La Cour se rallie à la motivation exhaustive, tant en fait qu’en droit, du tribunal en ce qu’il a retenu, rappelant les règles régissant l’erreur, cause de nullité du contrat , que la constitution de plusieurs hypothèques sur un immeuble est à considérer comme affectant de façon substantielle les qualités que l’on peut s’attendre de cet immeuble, d’autant plus si les parties ont spécialement indiqué que l’immeuble était libre de toutes dettes hypothécaires. La Cour approuve encore le tribunal d’avoir relevé que l’erreur était excusable, dès lors qu’elle a été provoquée de mauvaise foi par l’autre partie, A.) ayant délibérément caché à B.) l’existence d’inscriptions hypothécaires.
Il est à noter, par ailleurs, que c’est au moment de la signature du compromis de vente que B.) devait disposer de tous les renseignements utiles la guidant dans sa décision d'acquérir l'immeuble.
L’affirmation que l’immeuble était libre d’hypothèques constituait nécessairement un renseignement ayant déterminé le consentement de la partie acquéreuse, étant observé que le mécanisme des hypothèque s aurait pu conduire à la vente forcée du bien immobilier en raison du droit de suite du créancier hypothécaire sur l'immeuble vendu.
Au vu de la stipulation expresse dans le compromis de vente que l’immeuble est libre de toutes hypothèques, charges et servitudes, alors que tel n’était pas le cas , la partie acquéreuse pouvait légitimement croire que l’immeuble était libre d’hypothèques et il ne lui incombait pas de se renseigner elle- même à cet égard auprès des services de publicité foncière en Italie.
L’insertion même au compromis de vente de la mention de l’absence d’hypothèques, clause claire ne donnant lieu à aucune interprétation, le compromis étant rédigé pour le surplus de façon incomplète notamment en ce qui concerne la désignation cadastrale de l’immeuble qui n’y figure même pas, conforte l’analyse que l’absence d’hypothèques constituait pour B.) un élément essentiel et déterminant dans la conclusion du contrat.
Le jugement déféré est, partant, à confirmer en ce qu’il a annulé le compromis de vente sur le fondement de l’article 1110 du code civil dans la mesure où B.) a commis une erreur sur une qualité substantielle de l’immeuble ayant vicié son consentement et en ce qu’il a, en conséquence, condamné A.) à restituer à B.) les acomptes payés.

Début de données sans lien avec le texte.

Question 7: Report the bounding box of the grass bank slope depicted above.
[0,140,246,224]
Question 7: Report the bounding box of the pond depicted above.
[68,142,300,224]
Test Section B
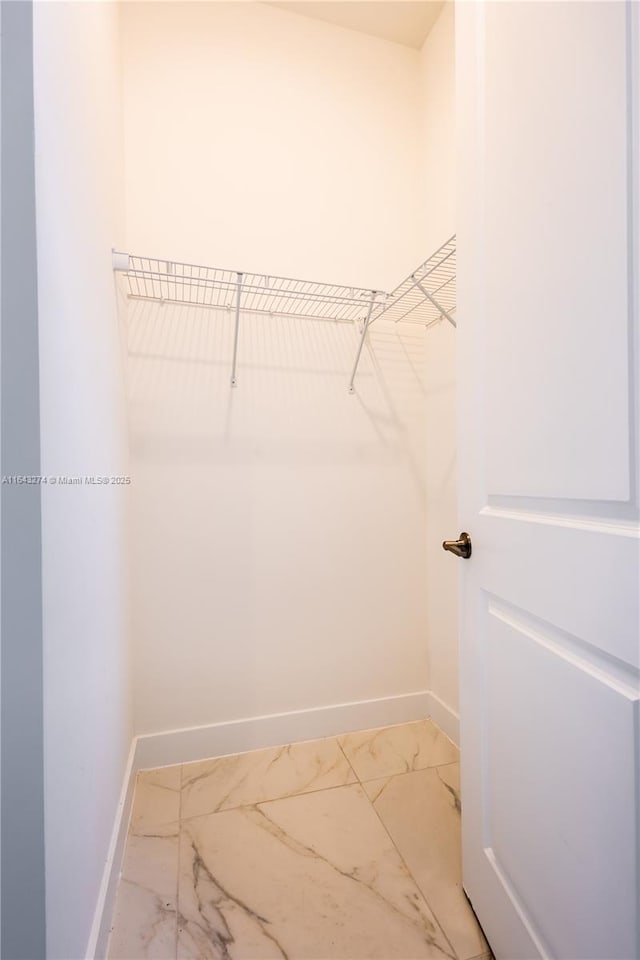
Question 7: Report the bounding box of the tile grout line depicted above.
[363,767,460,960]
[336,724,460,960]
[175,763,184,960]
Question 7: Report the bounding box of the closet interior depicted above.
[34,0,460,960]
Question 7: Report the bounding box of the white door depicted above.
[451,2,640,960]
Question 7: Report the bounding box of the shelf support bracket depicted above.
[231,273,242,387]
[349,290,377,393]
[416,280,458,327]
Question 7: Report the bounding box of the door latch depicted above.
[442,533,471,560]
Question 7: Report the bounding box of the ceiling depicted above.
[271,0,444,50]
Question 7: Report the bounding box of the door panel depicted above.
[456,2,640,960]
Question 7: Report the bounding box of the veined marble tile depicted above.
[339,720,458,781]
[108,835,179,960]
[363,763,489,960]
[178,784,454,960]
[182,738,357,819]
[130,765,180,837]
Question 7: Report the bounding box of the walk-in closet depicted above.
[1,0,640,960]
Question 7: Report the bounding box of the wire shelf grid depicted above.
[125,256,384,322]
[114,235,456,393]
[371,235,456,327]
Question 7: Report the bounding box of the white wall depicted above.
[34,3,132,960]
[123,4,428,733]
[123,3,420,289]
[420,0,459,712]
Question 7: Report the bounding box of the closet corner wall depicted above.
[34,2,456,956]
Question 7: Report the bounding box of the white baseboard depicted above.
[427,690,460,747]
[87,690,459,960]
[86,737,137,960]
[135,690,429,770]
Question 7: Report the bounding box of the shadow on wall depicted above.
[126,300,426,505]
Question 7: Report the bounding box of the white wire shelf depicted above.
[371,235,456,327]
[120,256,383,322]
[113,236,456,393]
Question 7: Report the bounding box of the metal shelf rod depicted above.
[231,273,242,387]
[349,290,377,393]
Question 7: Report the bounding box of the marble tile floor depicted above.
[109,720,491,960]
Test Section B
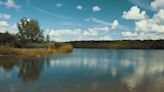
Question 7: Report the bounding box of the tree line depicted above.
[0,17,50,47]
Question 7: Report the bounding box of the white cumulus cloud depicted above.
[112,20,119,29]
[151,0,164,9]
[122,6,147,20]
[135,10,164,33]
[0,0,21,9]
[76,5,83,10]
[121,31,138,37]
[0,13,11,20]
[92,6,101,12]
[55,3,63,7]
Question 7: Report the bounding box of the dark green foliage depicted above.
[17,18,44,43]
[0,32,18,46]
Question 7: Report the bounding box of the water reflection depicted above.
[0,49,164,92]
[0,56,50,82]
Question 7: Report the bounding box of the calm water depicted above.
[0,49,164,92]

C’est encore à bon droit que A.) a été débouté de sa demande reconventionnelle.
L’appel n’est dès lors pas fondé, A.) ayant été en outre, à bon droit, débouté de sa demande en obtention d’une indemnité de procédure. Il en va de même, compte tenu du sort réservé au litige, de sa demande en obtention d’une indemnité de procédure pour l’instance d’appel.
En revanche, l’équité commande d’allouer à B.) une indemnité de procédure de 2.000 euros pour l’instance d’appel.
PAR CES MOTIFS
la Cour d’appel, deuxième chambre, siégeant en matière civile, statuant contradictoirement, le magistrat de la mise en état entendu en son rapport,
reçoit l’appel en la forme,
le dit non fondé,
confirme le jugement déféré,
déboute A.), né le (…) à (…) (Italie), de sa demande en obtention d’une indemnité de procédure pour l’instance d’appel,
condamne A.) à payer à B.) une indemnité de procédure de 2.000 euros pour l’instance d’appel,
condamne A.) aux frais et dépens de l’instance d’appel et en ordonne la distraction au profit de Maître Marthe FEYEREISEN sur ses affirmations de droit.